Re: [RFC][mmotm] Documentation update

From: KAMEZAWA Hiroyuki
Date: Thu Dec 04 2008 - 00:19:20 EST

Next message: David Miller: "Re: [PATCH] Allow times and time system calls to return smallnegative values"
Previous message: KOSAKI Motohiro: "Re: sshd segmentation fault on ia64 on 28-rc7-mmotm-081203"
In reply to: Randy Dunlap: "Re: [RFC][mmotm] Documentation update"
Messages sorted by: [ date ] [ thread ] [ subject ] [ author ]

Thanks! very helpful.

On Wed, 03 Dec 2008 21:03:22 -0800
Randy Dunlap <randy.dunlap@xxxxxxxxxx> wrote:

> KAMEZAWA Hiroyuki wrote:
> > mmotm-2008-12-03 includes memcg-explain-details-and-test-document.patch
> >
> > But it's still rough and not complete.
> > I'd like to update it to be readable becasue memcg is a blackbox for the most
> > of developpers but it has many hooks to global VM.
> >
> > If you have reuqest as "explain xxx in detail", please tell me.
> > I'll not send this out for a while.
> >
> > Of course, your own patch is welcome.
> >
> > -Kame
> >
> > ==
> > Documentation/controllers/memcg_test.txt | 216 ++++++++++++++++++++++++++-----
> > mm/memcontrol.c | 4
> > 2 files changed, 189 insertions(+), 31 deletions(-)
> >
> > Index: mmotm-2.6.28-Dec03/Documentation/controllers/memcg_test.txt
> > ===================================================================
> > --- mmotm-2.6.28-Dec03.orig/Documentation/controllers/memcg_test.txt
> > +++ mmotm-2.6.28-Dec03/Documentation/controllers/memcg_test.txt
> > @@ -1,59 +1,74 @@
> > Memory Resource Controller(Memcg) Implementation Memo.
> > -Last Updated: 2009/12/03
> > +Last Updated: 2009/12/04
>
> It's still 2008 AFAIK.
>
yes..

> > +Base Kernel Version: 2.6.28-rc7-mm.
> >
> > Because VM is getting complex (one of reasons is memcg...), memcg's behavior
> > is complex.

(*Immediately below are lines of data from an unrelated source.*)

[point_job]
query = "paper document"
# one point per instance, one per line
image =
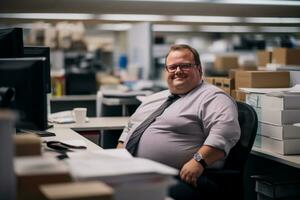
(294, 89)
(114, 165)
(62, 117)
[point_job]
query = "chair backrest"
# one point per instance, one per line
(248, 123)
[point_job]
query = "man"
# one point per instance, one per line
(194, 132)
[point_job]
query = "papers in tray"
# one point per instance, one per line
(63, 117)
(115, 165)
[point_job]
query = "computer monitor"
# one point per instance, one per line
(26, 77)
(11, 43)
(39, 51)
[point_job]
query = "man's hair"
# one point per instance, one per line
(177, 47)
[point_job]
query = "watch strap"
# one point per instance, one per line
(198, 157)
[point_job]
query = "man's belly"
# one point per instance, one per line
(167, 147)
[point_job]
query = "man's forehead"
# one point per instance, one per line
(181, 53)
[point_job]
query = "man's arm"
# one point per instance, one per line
(191, 170)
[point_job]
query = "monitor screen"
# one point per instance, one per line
(11, 42)
(36, 51)
(26, 77)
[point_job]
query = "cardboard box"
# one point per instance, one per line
(271, 187)
(218, 81)
(226, 62)
(27, 145)
(280, 132)
(280, 117)
(257, 141)
(227, 85)
(233, 94)
(286, 56)
(33, 171)
(281, 101)
(88, 190)
(240, 96)
(254, 99)
(285, 147)
(263, 58)
(262, 79)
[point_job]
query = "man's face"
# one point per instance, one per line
(183, 79)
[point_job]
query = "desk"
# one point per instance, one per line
(97, 123)
(69, 102)
(290, 160)
(96, 127)
(68, 134)
(140, 187)
(262, 162)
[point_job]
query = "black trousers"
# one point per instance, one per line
(206, 189)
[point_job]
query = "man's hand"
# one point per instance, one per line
(191, 171)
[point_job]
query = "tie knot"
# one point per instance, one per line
(173, 97)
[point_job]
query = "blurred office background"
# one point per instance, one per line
(95, 43)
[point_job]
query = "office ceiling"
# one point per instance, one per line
(168, 8)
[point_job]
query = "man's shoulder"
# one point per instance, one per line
(158, 96)
(208, 90)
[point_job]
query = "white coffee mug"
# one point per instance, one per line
(79, 115)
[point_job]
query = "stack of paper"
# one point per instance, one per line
(280, 111)
(131, 178)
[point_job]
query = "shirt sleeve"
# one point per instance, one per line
(220, 122)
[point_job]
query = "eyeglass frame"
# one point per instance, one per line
(180, 67)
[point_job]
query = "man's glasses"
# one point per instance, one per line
(182, 66)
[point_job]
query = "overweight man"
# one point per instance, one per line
(191, 126)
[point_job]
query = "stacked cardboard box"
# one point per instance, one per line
(279, 113)
(262, 79)
(224, 83)
(263, 58)
(285, 56)
(226, 62)
(33, 171)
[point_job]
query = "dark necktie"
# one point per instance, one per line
(135, 137)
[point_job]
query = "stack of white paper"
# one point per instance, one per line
(131, 178)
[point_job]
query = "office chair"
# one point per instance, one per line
(229, 180)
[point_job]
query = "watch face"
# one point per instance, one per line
(197, 157)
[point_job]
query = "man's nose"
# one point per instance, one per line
(178, 69)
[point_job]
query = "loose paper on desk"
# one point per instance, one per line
(62, 117)
(115, 165)
(293, 89)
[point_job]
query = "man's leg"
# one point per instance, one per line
(206, 189)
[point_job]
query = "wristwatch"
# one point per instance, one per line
(198, 157)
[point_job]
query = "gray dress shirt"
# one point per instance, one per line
(205, 115)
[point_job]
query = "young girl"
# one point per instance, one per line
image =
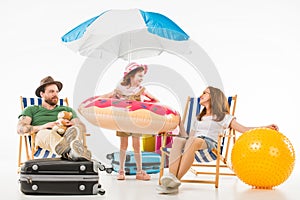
(131, 88)
(213, 119)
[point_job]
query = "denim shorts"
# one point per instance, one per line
(211, 144)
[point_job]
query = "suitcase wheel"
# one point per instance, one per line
(100, 190)
(109, 170)
(101, 167)
(109, 156)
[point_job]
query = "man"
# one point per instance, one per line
(41, 119)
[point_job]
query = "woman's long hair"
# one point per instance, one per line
(218, 105)
(126, 79)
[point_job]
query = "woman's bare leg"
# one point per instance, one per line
(187, 159)
(123, 148)
(175, 154)
(137, 152)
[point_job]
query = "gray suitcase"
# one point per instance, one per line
(61, 177)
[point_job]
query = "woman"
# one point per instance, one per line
(213, 119)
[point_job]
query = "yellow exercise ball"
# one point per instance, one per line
(263, 158)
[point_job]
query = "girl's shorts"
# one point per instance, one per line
(211, 144)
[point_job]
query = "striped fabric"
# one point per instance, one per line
(203, 155)
(40, 153)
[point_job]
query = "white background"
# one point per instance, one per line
(255, 46)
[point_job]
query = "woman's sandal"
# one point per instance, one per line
(121, 175)
(142, 175)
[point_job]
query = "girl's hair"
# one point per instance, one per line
(218, 105)
(126, 79)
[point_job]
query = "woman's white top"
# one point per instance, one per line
(125, 90)
(209, 128)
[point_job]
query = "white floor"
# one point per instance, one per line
(131, 189)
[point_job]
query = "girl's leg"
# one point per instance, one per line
(137, 152)
(123, 148)
(175, 154)
(192, 145)
(140, 174)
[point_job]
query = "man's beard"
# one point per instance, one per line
(51, 102)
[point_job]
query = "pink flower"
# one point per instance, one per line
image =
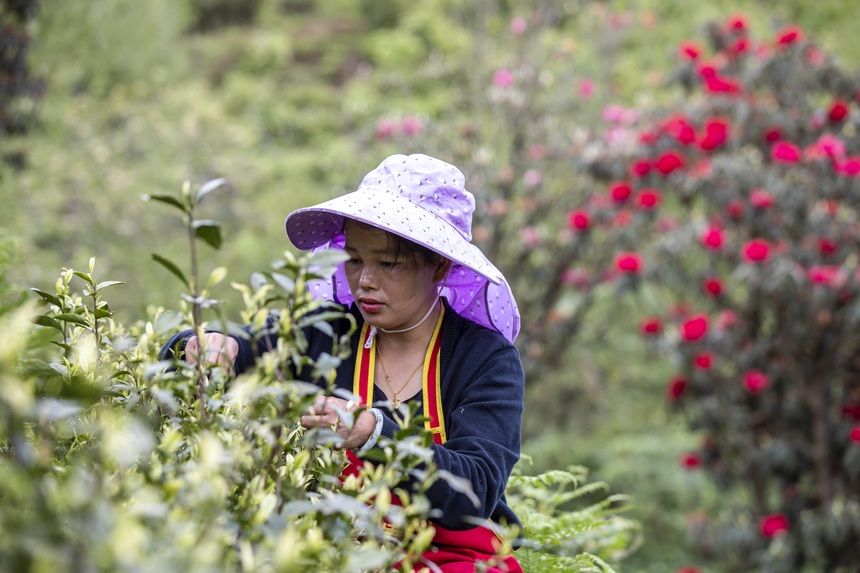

This is a document for memcg's internal behavior and some test
> > -patterns tend to be racy.
> > +patterns tend to be racy. Please note that explanation about implementation
>
> This is a document about ... and ...
>
> This is awkward. The two "abouts" should be related or at least have the
> same phrase structure. Maybe you could just drop the "and some test patterns
> tend to be racy." ??
>
ok, thanks.

> > +details can be very old.
> >
> > -1. charges
> > +(*) Topics on API should be in Documentation/controllers/memory.txt)
> > +
> > +0. How to record usage ?
> > + 2 objects are used.
> > + page_cgroup ....an object per page.
> > + swap_cgroup ... an entry per swp_entry
> > + Both of them are allocated at boot.
>
> Allocated for all known pages and possible swap pages?
Allocated for all known pages and all swap entries found at swapon().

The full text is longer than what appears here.